Putting a pretty dress on the ugly girl

9 years ago  •  By  •  0 Comments

Doesn’t sound ideal (or a nice metaphor), but is definitely the easiest solution, especially when the girl is your brand, and the dress is another ‘decoration only’ brand touchpoint.

The ‘pretty dress’ metaphor isn’t ours. These are the words of a frustrated prospect — lets call her Jessie — working in a marketing role at a private school here in Australia, who had been told to ‘tart up the website’. Seeing the need for change to the website as more than a revisit of decorative elements, she sought advice from several firms on ways to use strategy, rather than decoration to inform the design of the new site.
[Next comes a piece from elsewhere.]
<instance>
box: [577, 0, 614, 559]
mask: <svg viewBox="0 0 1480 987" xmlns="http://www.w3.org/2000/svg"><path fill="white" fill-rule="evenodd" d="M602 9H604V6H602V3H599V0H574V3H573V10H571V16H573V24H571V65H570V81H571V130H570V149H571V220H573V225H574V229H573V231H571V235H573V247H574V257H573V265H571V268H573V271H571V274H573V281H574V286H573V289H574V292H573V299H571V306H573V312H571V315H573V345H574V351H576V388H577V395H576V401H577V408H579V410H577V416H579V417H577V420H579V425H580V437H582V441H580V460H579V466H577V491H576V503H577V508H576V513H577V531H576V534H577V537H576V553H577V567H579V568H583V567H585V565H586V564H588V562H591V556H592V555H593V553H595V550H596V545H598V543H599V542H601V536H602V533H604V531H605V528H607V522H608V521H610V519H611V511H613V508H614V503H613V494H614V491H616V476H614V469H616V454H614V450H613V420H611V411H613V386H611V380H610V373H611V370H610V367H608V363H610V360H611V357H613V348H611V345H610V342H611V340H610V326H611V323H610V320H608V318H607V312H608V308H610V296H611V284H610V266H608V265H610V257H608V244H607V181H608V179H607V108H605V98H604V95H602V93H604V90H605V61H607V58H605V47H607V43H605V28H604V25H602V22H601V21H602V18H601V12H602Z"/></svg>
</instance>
Excited about the potential of the strategic approach and user research to encompass not only the website (the information architecture, as well as the tone of content, and ultimately it’s design), but moreso the flow on to all of the other existing and future brand touchpoints of the college, Jessie prepared her business case to present to the requester of the ‘tarting’.

The case for engagement with the users of the brand — students past and present, parents, staff etc — to define user need and to inform brand differentiation is pretty cut and dry. How do we know what our users need if we don’t ask them? Isn’t it arrogance for a designer, or indeed executive management to make these decisions based on their own opinion or assumption, especially when many of the users are a quarter of their age?

But that’s what happened to Jessie. Despite the combined advice from experts around the country that informed her proposal, the order from above was that user engagement wasn’t needed here — just decoration. In the words of Jessie, “we’re going to put a pretty dress on the ugly girl”.

So what?

Isn’t that what design is about? Making things look more appealing? Well, yes… or at least in the olden days it was. Design has come a long way over the years, to the point that design based simply on “making things look appealing” borders on negligence.

In a competitive market, especially one such as private schools where differentiation is hard to distil, decorative design not only doesn’t solve the problem at hand, but indeed makes it worse.

Every time you invest money on brand touchpoints without user engagement and a strategic start point, you further cement what is probably an undifferentiated or confusing brand. Even when you are working within a well built, differentiated brand, failing to engage with your users on how they use things like your website ensures the birth of a touchpoint that serves only the motives and opinions of a designer or that of executive management, not the needs of the people it is actually produced for… but at least it looks nice.

What people actually think of, or value in your organisation is more often than not different to what the college head thinks is the case. Again, the reason people visit your website, or what content (or tone of voice) will appeal to them is often different to what management believe.

It is indeed a process to undertake this strategic start point, especially if your school or college has been around for decades, but its not until you do this that you truly have a differentiated and marketable brand. After this is done properly, every touchpoint you produce will seem to fall together naturally. Even in a large organisation, everyone will seem to sing from the same songbook. Each time somebody does something in the name of the school they can ask (or be asked) “is this on brand?” and be able to answer. Without it, how can they? Nobody knows what the brand is, what it stands for, or what makes it different to the brand of the school next door.

The girl in the pretty dress is probably beautiful on the inside. Its just that nobody took the time to find out how.